Wanita itu tersenyum, “Menarik,”


“Ternyata Anda adalah orang yang baik, ya.” Senyum lembut terungkap di kedua sudut bibir merah mudanya. Tetapi kata-kata itu tidak didengar oleh wanita itu.


“Dengarkan jiwamu, dengan begitu kau akan tau bagaimana balas dendammu akan dimulai.” Gadis itu terkejut sejenak ketika menyaksikan kabut itu perlahan lenyap.


“Sadarlah! Jika Dewi ini tinggal lebih lama, maka jiwa Dewi ini akan melebur dengan pesona yang dipasang oleh perguruanmu. Kau harus menemukan benda itu secepatnya.”


Suara itu terdengar nyaring dalam pikirannya. Ia telah menoleh ke sana ke mari untuk mencari sumbernya.

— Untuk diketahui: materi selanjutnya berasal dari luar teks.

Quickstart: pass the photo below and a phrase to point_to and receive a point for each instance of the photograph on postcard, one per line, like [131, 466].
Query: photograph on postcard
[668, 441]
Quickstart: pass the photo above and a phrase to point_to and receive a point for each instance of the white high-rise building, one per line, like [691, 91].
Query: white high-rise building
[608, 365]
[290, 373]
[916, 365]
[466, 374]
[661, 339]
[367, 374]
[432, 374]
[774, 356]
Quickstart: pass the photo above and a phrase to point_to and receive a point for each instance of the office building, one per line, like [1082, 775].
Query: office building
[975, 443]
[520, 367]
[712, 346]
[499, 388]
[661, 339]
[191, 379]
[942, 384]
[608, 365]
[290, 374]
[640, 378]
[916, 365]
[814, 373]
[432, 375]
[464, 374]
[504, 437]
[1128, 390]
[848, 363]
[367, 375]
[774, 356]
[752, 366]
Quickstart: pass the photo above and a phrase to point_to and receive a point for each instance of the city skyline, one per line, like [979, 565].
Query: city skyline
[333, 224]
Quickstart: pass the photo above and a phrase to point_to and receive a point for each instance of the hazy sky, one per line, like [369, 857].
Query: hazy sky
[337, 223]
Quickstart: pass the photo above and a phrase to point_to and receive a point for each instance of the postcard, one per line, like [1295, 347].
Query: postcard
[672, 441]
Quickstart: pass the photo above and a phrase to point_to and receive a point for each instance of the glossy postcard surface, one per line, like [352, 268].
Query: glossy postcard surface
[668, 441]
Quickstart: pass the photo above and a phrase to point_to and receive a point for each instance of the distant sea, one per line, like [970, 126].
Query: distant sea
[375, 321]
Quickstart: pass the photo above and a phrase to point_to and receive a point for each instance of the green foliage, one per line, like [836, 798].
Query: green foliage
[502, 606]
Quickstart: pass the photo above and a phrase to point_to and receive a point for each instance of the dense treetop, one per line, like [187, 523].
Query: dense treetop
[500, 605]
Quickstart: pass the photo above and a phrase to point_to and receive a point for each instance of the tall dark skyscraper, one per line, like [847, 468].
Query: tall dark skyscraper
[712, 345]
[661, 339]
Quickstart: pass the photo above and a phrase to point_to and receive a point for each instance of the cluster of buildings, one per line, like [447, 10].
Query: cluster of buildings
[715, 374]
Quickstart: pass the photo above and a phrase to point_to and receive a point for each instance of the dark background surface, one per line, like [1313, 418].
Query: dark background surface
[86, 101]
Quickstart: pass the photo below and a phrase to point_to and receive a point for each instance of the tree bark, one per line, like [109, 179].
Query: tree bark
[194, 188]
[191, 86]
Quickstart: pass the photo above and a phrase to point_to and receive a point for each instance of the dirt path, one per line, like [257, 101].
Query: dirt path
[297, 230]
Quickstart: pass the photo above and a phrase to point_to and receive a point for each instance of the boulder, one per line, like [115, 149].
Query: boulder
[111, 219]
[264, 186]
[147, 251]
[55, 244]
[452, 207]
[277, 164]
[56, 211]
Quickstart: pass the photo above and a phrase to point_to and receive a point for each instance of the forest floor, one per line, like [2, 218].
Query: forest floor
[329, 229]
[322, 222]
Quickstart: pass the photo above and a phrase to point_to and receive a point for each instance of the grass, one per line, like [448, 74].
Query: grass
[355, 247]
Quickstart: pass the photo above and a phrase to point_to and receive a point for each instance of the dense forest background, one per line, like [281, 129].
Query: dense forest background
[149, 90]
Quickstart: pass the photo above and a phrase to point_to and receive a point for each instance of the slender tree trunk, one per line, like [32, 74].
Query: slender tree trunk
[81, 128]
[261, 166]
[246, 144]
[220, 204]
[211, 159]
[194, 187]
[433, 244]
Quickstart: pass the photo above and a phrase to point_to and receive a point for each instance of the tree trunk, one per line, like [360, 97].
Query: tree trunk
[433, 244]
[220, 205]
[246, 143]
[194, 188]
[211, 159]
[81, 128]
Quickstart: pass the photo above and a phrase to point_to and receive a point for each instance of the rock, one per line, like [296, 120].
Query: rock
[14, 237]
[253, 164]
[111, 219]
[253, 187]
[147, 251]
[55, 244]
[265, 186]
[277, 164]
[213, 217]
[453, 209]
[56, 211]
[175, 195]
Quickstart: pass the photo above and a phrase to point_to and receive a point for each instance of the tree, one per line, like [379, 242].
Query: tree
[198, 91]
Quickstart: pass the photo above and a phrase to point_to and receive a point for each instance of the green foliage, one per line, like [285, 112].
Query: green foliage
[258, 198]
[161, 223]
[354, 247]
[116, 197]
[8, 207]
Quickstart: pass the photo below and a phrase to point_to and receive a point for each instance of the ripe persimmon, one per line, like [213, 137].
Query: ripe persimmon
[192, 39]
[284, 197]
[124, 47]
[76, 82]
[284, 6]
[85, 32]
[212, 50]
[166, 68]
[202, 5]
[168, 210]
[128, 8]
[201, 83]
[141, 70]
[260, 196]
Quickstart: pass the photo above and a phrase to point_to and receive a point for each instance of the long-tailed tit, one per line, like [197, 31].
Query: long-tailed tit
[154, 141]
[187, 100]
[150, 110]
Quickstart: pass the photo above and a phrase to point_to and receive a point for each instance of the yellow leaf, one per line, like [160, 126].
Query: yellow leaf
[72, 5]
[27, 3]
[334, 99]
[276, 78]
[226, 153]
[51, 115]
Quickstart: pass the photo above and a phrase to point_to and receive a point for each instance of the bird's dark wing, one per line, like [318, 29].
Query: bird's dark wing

Tiba-tiba kepalanya menjadi kosong. Kakinya bergerak maju. Ia tidak tau ke mana tujuannya, tubuhnya bergerak tanpa komando. Ia kehilangan kesadaran sepenuhnya.

__ADS_1


Saat ia sadar, ia telah berada di suatu tempat yang terang-benderang. Dipenuhi oleh kristal-kristal berwarna-warni. Gadis itu tidak tau harus melakukan apa. Ia mengingat kembali pesan yang diberikan oleh wanita dengan hanfu merah itu.


Tutup matamu.


Dengarkan jiwamu ...


Dengan begitu kau akan tau bagaimana balas dendammu dimulai?


Dengarkan jiwamu ...


Dengan begitu kau akan tau, apa yang kau inginkan.


Mendadak, tempat itu dipenuhi oleh suara melengking. Kristal-Kristal bergetar satu sama lain. Gadis itu pun menduga bahwa getaran itu ‘lah yang telah menghasilkan suara melengking itu. Tetapi ketika itu memasuki telinganya suara itu tidak dapat memecahkan gendang telinganya, entah apa sebabnya, suara itu ternetralisir.


“Maju, dan berikan kepada benda itu setetes darahmu,”


Rupanya terdapat sebongkah kristal merah yang sewarna dengan darah yang telah mengering. Ia melangkah maju. Lalu menggigit kuat-kuat jari telunjuk kanannya hingga mengeluarkan darah. Saat bongkahan kristal itu menyentuh jarinya. Bongkahan itu bersinar terang. Lebih terang daripada sinar yang lain.


Selayaknya makhluk hidup yang serakah, bongkahan kristal itu menyedot habis darah gadis itu. Hingga ia akhirnya jatuh pingsan.


“Kesepakatan berhasil,”


Kabut merah itu membawa tubuh gadis itu melayang di udara. Lalu menghilang seketika.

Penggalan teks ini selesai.